Em ambientes multichain e cross-domain, surgem novas categorias de MEV. O MEV cross-domain envolve a captura de arbitragem entre bridges, Layer 2 e diferentes exchanges descentralizadas sem sincronização. Por exemplo, um grande "mint" de uma stablecoin numa cadeia pode gerar discrepâncias de preço noutra. Searchers conseguem transferir rapidamente ativos e tirar proveito desse desfasamento, penalizando utilizadores mais lentos ou que desconhecem a arbitragem.
Protocolos de bridging, agregadores de liquidez e atualizações de oráculos assumem-se como fontes adicionais de MEV. Quanto maior a interoperabilidade, maior a superfície passível de extração. O MEV é, portanto, não apenas um problema de cada blockchain, mas um desafio transversal que ameaça a justiça e eficiência de toda a economia cripto.
Atendendo à sua natureza sistémica, o MEV deixou de ser encarado como um erro corrigível e passou a exigir respostas estruturais ao nível do design. Uma abordagem é a mitigação, com ferramentas que reduzem os piores efeitos do MEV sem alterar a infraestrutura, como o MEV-Boost, mempools privados e esquemas de encriptação de transações. Oferecem proteção parcial, mas não eliminam os incentivos básicos.
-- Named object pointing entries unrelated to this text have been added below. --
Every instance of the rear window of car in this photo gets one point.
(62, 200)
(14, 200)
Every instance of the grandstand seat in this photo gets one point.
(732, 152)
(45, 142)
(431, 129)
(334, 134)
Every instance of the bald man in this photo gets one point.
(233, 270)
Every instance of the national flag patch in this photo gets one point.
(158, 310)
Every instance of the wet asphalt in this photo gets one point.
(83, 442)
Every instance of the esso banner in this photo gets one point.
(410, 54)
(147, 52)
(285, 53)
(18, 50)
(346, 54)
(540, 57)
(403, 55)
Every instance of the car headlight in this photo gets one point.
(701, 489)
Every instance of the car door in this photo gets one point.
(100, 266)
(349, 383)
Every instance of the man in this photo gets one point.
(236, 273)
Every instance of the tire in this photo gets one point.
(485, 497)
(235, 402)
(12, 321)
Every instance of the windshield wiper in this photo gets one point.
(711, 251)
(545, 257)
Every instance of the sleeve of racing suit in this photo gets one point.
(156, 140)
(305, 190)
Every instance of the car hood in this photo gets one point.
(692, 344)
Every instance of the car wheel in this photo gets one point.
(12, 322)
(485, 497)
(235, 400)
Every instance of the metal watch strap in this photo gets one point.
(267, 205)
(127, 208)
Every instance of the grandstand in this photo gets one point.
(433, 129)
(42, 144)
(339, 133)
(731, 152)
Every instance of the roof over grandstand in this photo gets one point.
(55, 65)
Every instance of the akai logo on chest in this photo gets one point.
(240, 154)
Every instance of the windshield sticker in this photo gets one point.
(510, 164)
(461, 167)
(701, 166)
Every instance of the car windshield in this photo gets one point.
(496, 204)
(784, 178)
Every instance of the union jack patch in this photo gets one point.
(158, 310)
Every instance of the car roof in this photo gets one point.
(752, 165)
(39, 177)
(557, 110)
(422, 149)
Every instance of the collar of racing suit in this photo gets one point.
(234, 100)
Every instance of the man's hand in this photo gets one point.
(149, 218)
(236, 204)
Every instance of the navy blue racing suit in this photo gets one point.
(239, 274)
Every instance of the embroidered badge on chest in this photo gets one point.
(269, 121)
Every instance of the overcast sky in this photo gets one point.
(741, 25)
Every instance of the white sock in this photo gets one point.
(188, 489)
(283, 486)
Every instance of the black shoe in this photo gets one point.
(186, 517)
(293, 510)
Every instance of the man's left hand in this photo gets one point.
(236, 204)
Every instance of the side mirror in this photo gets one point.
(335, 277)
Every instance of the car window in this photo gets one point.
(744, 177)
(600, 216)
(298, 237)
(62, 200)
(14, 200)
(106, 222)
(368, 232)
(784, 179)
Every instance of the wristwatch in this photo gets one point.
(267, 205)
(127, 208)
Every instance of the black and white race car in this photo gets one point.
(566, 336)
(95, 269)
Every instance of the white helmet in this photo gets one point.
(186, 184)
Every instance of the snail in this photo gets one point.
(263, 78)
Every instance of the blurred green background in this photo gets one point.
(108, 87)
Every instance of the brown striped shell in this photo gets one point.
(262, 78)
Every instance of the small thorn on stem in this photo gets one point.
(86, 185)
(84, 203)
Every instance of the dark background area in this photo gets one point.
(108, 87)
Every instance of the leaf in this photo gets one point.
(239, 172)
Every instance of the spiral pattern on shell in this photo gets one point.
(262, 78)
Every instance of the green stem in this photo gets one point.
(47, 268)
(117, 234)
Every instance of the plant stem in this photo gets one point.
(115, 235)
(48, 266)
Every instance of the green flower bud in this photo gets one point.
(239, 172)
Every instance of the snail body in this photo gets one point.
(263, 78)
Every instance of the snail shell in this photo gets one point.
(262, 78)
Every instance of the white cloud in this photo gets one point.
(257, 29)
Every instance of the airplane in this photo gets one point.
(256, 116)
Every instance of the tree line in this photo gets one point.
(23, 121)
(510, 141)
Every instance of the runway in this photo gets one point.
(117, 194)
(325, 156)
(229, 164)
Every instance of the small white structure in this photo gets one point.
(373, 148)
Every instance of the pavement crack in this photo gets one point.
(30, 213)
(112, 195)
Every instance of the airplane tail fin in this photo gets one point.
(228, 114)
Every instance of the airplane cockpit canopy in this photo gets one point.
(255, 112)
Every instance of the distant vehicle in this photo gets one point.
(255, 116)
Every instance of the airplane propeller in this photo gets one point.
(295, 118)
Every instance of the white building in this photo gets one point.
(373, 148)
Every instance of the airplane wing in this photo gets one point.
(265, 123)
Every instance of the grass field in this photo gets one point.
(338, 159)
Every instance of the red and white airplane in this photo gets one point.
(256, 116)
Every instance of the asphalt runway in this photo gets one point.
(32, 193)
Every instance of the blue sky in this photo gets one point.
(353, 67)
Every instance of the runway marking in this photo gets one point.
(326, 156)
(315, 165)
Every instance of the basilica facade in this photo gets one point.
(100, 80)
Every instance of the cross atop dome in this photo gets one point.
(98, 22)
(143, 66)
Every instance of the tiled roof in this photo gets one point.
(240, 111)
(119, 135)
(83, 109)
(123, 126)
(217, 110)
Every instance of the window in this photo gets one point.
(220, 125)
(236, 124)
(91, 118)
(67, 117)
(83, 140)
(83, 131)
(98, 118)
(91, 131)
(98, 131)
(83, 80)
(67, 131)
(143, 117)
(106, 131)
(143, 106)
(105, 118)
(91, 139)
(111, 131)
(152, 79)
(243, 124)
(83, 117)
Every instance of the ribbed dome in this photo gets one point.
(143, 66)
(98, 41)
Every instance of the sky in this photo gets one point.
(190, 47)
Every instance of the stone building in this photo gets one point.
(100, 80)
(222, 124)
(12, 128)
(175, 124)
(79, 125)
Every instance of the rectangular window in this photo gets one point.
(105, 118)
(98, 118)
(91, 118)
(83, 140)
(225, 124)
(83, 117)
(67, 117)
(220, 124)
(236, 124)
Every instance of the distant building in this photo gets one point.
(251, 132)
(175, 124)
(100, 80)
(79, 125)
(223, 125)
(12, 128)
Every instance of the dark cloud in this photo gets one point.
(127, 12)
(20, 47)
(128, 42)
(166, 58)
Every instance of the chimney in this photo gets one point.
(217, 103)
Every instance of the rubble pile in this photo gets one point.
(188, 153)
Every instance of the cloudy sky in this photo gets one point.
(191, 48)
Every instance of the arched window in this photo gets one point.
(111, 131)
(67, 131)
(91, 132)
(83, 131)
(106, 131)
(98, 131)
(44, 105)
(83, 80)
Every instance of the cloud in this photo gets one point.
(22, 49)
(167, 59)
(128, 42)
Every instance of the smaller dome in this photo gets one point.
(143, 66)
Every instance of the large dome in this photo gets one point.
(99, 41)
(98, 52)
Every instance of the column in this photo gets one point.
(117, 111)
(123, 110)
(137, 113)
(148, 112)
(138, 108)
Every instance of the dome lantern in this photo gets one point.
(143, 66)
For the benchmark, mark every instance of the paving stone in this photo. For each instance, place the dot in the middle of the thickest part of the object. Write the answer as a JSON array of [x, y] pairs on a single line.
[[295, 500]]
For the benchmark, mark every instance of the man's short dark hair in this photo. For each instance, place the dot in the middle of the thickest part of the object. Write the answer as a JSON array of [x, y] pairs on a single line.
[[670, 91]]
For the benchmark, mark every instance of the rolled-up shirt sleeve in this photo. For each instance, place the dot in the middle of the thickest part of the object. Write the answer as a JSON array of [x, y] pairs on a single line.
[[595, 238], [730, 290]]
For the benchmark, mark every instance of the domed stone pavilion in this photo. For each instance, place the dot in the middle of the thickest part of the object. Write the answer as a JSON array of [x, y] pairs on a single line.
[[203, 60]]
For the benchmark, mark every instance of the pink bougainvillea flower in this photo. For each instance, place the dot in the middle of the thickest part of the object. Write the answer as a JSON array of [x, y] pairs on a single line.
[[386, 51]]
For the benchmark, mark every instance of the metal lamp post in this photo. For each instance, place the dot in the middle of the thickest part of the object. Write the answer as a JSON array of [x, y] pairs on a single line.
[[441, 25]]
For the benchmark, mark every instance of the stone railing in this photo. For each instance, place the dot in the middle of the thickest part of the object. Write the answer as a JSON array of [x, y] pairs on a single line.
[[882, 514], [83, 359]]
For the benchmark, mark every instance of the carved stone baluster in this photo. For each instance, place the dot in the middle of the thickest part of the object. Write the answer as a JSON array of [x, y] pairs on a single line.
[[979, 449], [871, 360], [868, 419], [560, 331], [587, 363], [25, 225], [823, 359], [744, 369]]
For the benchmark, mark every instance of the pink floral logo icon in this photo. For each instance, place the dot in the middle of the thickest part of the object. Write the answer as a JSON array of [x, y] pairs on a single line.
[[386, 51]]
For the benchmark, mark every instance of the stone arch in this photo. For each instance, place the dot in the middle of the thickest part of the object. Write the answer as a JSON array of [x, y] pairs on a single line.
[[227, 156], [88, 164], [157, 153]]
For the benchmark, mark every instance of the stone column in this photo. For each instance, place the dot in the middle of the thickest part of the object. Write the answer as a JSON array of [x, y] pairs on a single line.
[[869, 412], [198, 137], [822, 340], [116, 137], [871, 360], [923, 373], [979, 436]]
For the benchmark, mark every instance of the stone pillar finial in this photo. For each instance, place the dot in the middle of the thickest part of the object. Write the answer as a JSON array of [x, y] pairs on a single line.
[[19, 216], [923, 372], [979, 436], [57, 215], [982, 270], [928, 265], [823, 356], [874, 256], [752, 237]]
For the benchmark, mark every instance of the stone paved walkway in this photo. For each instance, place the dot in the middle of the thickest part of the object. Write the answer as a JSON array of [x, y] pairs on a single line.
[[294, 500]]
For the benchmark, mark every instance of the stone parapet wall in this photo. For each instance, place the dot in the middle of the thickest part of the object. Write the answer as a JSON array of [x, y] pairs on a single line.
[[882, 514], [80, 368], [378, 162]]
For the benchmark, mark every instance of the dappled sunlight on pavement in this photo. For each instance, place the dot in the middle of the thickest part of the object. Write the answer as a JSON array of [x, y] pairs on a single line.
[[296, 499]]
A outra abordagem, mais ambiciosa, é a resistência: reestruturar a arquitetura de construção de blocos e fluxo de ordens para minimizar a margem para MEV. Isto implica separar a proposta do bloco da seleção das transações, descentralizar o poder dos builders e introduzir leilões competitivos para as ordens. Neste modelo, as transações não entram num mempool público, mas sim em canais controlados, assegurando execução protegida e preços justos.
Resistir ao MEV não se limita a impedir ataques sandes — trata-se de alinhar incentivos em todas as camadas do ecossistema blockchain, promovendo interação transparente entre validadores, builders e utilizadores, limitando extração de rendas e reforçando a confiança. Esta visão fundamenta o desenvolvimento de novas arquiteturas como a SUAVE, a explorar detalhadamente nos próximos módulos.